Me llamo Fernando. Podría presentarme como un pobre desgraciado al que la vida ha tratado siempre mal, bien porque no acerté a nacer en la familia idónea, bien porque nunca supe adaptarme al servilismo de mi padre y al desprecio con el que mi madre nos regalaba a ambos lo mejor de ella. A vosotros os podría engañar, pero en este momento no quiero recurrir al infructuoso y viejo recurso de engañarme a mí mismo.
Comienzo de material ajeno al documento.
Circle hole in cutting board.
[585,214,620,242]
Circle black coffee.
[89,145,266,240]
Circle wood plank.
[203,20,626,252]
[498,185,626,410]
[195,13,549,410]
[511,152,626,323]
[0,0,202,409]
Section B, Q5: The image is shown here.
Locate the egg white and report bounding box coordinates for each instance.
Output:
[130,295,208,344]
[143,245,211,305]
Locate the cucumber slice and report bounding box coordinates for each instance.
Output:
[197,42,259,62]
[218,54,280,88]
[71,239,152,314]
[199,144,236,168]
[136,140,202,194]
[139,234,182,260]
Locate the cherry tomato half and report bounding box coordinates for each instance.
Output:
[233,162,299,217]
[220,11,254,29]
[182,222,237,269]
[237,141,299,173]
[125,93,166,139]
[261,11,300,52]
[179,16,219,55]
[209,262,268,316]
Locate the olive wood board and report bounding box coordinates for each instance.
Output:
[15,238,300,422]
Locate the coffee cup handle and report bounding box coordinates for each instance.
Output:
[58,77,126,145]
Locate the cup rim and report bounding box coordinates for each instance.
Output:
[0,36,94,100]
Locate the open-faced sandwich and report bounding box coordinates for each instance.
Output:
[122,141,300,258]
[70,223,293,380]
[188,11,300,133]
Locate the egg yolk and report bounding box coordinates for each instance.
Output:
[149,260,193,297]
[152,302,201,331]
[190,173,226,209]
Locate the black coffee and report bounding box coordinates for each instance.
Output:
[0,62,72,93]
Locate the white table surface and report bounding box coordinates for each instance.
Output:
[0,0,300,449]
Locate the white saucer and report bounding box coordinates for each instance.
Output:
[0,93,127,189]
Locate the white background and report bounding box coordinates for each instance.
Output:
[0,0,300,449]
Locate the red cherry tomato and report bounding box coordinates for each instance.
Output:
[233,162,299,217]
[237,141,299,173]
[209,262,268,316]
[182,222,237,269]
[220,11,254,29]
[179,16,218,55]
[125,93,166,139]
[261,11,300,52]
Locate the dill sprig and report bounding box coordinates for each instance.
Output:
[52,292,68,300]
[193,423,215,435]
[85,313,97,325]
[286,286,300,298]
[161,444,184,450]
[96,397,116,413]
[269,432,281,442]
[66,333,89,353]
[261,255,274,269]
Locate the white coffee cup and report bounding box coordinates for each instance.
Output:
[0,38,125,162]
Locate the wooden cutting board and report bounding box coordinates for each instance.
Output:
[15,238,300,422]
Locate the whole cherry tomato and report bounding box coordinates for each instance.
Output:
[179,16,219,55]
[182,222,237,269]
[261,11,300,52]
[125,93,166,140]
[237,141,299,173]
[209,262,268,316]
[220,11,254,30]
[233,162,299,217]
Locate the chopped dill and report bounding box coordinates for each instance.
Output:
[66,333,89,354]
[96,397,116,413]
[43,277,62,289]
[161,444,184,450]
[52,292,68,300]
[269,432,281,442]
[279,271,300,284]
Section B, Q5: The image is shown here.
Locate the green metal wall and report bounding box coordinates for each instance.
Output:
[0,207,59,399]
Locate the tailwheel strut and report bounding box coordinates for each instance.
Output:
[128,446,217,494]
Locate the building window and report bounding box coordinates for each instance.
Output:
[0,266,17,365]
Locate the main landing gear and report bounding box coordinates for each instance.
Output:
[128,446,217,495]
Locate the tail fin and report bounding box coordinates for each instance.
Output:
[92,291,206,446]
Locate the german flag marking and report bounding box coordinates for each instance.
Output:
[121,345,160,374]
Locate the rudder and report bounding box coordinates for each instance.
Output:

Mi vida podría ser vista como una más, vulgar y corriente, similar a la de millones de personas: una mujer paciente y con una belleza de la que presumo cuando salimos a dar un paseo, dos hijos que, más allá de lo embebidos que están en las maquinitas, son buenos estudiantes y no exigen demasiado, y un trabajo con un sueldo nada despreciable. A pesar de todos esos bienes, que Dios, en su infinita gracia, me ha concedido, a pesar de estar todo lo alejado que podría estar de mis padres, no deja de crecer en mí una ira que temo me pueda llevar a lo peor, sea esto lo que sea. Cada día voy al trabajo preñado de fantasías en las que muelo a golpes a mi jefe y a no pocos de mis compañeros. Luego, vuelvo a casa temiendo regalar esos golpes no dados a mi mujer o a mis hijos, para compensar la impotencia de entrar cada día a la empresa, saludar con la más brillante, y falsa, de mis sonrisas, decir sí a cuanto me pide mi jefe y aceptar todas las sonrisas burlonas de mis compañeros, que me consideran el más servil de los hombres.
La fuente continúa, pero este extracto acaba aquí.